It’s only about 45 miles from Rockville to Annapolis. But for members of the Montgomery County Council and the county’s state legislative delegation, differences in operating style, philosophy and priorities can make the two groups seem far more distant.
Two weeks ago, council members and state lawmakers stood shoulder-to-shoulder at a news conference, vowing to take unified action to secure a major school construction funding package next year from the General Assembly and Gov. Martin O’Malley.
But at a council discussion Tuesday on state legislative strategy, council member Valerie Ervin said it would be a struggle to keep legislators focused on Montgomery’s needs when they are too often beholden to Senate President Thomas V. Mike Miller Jr. (D) and House Speaker Michael E. Busch (D).
“They’re different animals,” Ervin (D-Silver Spring) said of the delegation. “When they get to Annapolis, the people they listen to are not us. They have other masters. ... Let’s not be naive.”
State lawmakers of course begged to differ.
“I don’t let comments bother me,” said Del. Anne R. Kaiser (D-Montgomery), chair of the county’s house delegation. “We deliver every year on education funding and school construction, and [this] year we delivered quite mightily transportation,” she added, referring to passage of an increase in the state gasoline tax to fund transportation projects in the county.
State Sen. Jamie B. Raskin, chair of the Montgomery Senate delegation and Senate majority whip, said the only masters lawmakers have are voters.
“I love Mike Miller and Mike Busch, but they would be surprised to hear they are my masters,” said Raskin (D-Montgomery). He offered the repeal of the death penalty and passage of a gay marriage law as examples of bucking leadership.
“The Montgomery delegation was nearly unanimous for marriage equality and nearly unanimous for the death penalty repeal when leadership was in a different place.”
But the delegation was not quite the band of mavericks that Raskin describes. Busch (D-Anne Arundel) supported the death penalty repeal and came to support gay marriage by the time legislation passed last year. Miller (D-Calvert) personally opposed same-sex marriage and voted to keep the death penalty, but quite deliberately eased up on his formidable powers and did not try to block the legislation.
Ervin’s council colleagues didn’t fall over themselves to back her up at Tuesday's meeting. But in subsequent interviews, some said she had a point.

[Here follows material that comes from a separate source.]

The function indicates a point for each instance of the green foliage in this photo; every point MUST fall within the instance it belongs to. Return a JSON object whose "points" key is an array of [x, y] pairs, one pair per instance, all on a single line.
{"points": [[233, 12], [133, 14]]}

“I think she’s right,” said council member Phil Andrews (D-Gaithersburg-Rockville), pointing to support by the delegation for tightening school funding requirements and transferring some of the cost of teacher pensions to the county level.
“Those votes handcuffed us,” said Andrews, a candidate for county executive in 2014, who lists the county’s public employee unions among the masters in Annapolis.
Raskin said he wasn’t interested in relitigating old issues. But he did say that state lawmakers function in a different environment than the nine council members.
“We have 47 senators and 141 delegates. The vast majority come from other jurisdictions,” he said. “We do have to engage in the art of compromise. We do have to come together to work collaboratively with our colleagues from around the state.”
Council member Craig Rice, who served in the House of Delegates from 2006 to 2010, also agreed that Ervin had a point, although he had a little more empathy for his former colleagues.
“The dynamic is different,” said Rice (D-Upcounty). “It’s a committee-dominated leadership structure. It requires leadership to be on your side. A committee chair can put bills in a drawer and they’ll never see the light of day.